Os “desaparecidos de Mandis”, como ficou conhecido o serviço, está cheio de relatos como o de Cleonice. São histórias de filhos adotivos em busca de pais biológicos e, principalmente, parentes perdidos pelo Brasil. Não são aqueles casos de rapto ou desaparecimento que vão parar na polícia. A empregada doméstica Ana Souza, de 42 anos, procura seus dois irmãos. “José foi trabalhar no Tocantins, Fátima se mudou com a patroa para Pernambuco”, diz. Com o tempo, acabou perdendo o contato. “Meus irmãos são os únicos parentes vivos.” Encontrá-los, para ela, seria resgatar o passado e dar sentido à vida. “Tenho fé que estaremos juntos um dia, toda a família”, afirma. Os irmãos de Ana são pardos como boa parte dos brasileiros, têm olhos e cabelos negros e nomes comuns. Não há fotos e poucas pistas de onde possam estar. “O trabalho fica mais difícil com informações tão restritas”, afirma Mandis. Mesmo assim, distritos policiais de cinco Estados brasileiros recomendam o desapareceu.org. “Além de sério, o cadastro do site é nacional. Vai mais longe do que a gente consegue chegar”, diz o delegado Paulo Torres, de Biritinga, interior da Bahia.

O sucesso do desapareceu.org se explica por duas razões. A primeira é sua simplicidade: basta preencher uma ficha com os dados da pessoa desaparecida e deixar um e-mail para contato. Há espaço para imagens, mas há poucas delas. As famílias dos desaparecidos em geral não têm fotos recentes. O cadastro fica on-line 24 horas e recebe mensagens. As pistas surgem dos internautas, gente que visita o site apenas por curiosidade. Mandis também tem a ajuda de voluntários que dedicam parte de seu tempo à busca de desaparecidos. “Eles vasculham redes sociais à procura de pistas”, diz Mandis.

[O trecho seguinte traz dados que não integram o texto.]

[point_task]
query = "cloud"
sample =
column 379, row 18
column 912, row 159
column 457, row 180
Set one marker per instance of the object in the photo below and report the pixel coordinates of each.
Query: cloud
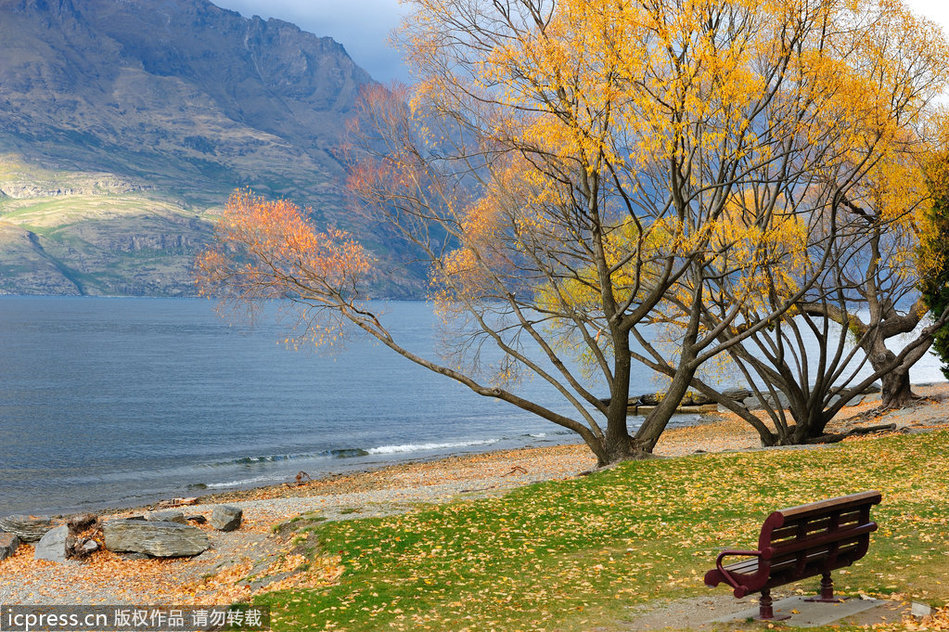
column 363, row 27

A outra razão para o desapareceu.org ter dado certo é a forma como foi construído. Mandis deu a cada nome de sua lista de desaparecidos o status de palavra-chave no Google. Isso significa que, cada vez que alguém der busca por um desses nomes, será remetido rapidamente ao site desapareceu.org. É assim que pessoas que estão sendo procuradas (ou aqueles que as conhecem) estabelecem contato: digitam o nome na internet e o descobrem na lista de procurados.

O sucesso do desapareceu.org levou o publicitário a envolver-se com a internet. Mandis tem hoje 34 sites. São dez de ajuda social (.org) e outros 24 comerciais, que rendem pouco mais de R$ 2 mil por mês. Diz que a manutenção do desapareceu.org custa R$ 75 por mês. Sozinho, num quarto de seu apartamento, trabalha cerca de 12 horas por dia. Quatro telefones tocam, às vezes ao mesmo tempo. Recebe mais de 100 e-mails por dia de pessoas em busca de contato.

Mandis não tem desaparecidos na família. “Mas é como se tivesse”, diz. Inevitavelmente, se envolve com as histórias. “Sofro e vibro com eles.” Tranquilo, diverte-se em casa com seus peixes e sua cadela beagle Kelly, mas se revolta com falsos detetives que tentam tirar dinheiro das famílias de desaparecidos. “Fico louco”, afirma ele. Mandis foi cantor de rap na adolescência, mas agora se prepara para uma vida calma. Está de casamento marcado para o ano que vem. Quando pergunto sobre o impacto do site que ele criou, desconversa. “Fiz pouco, só criei uma ferramenta”, diz. Se todos fizessem pouco como ele, o mundo seria um lugar melhor.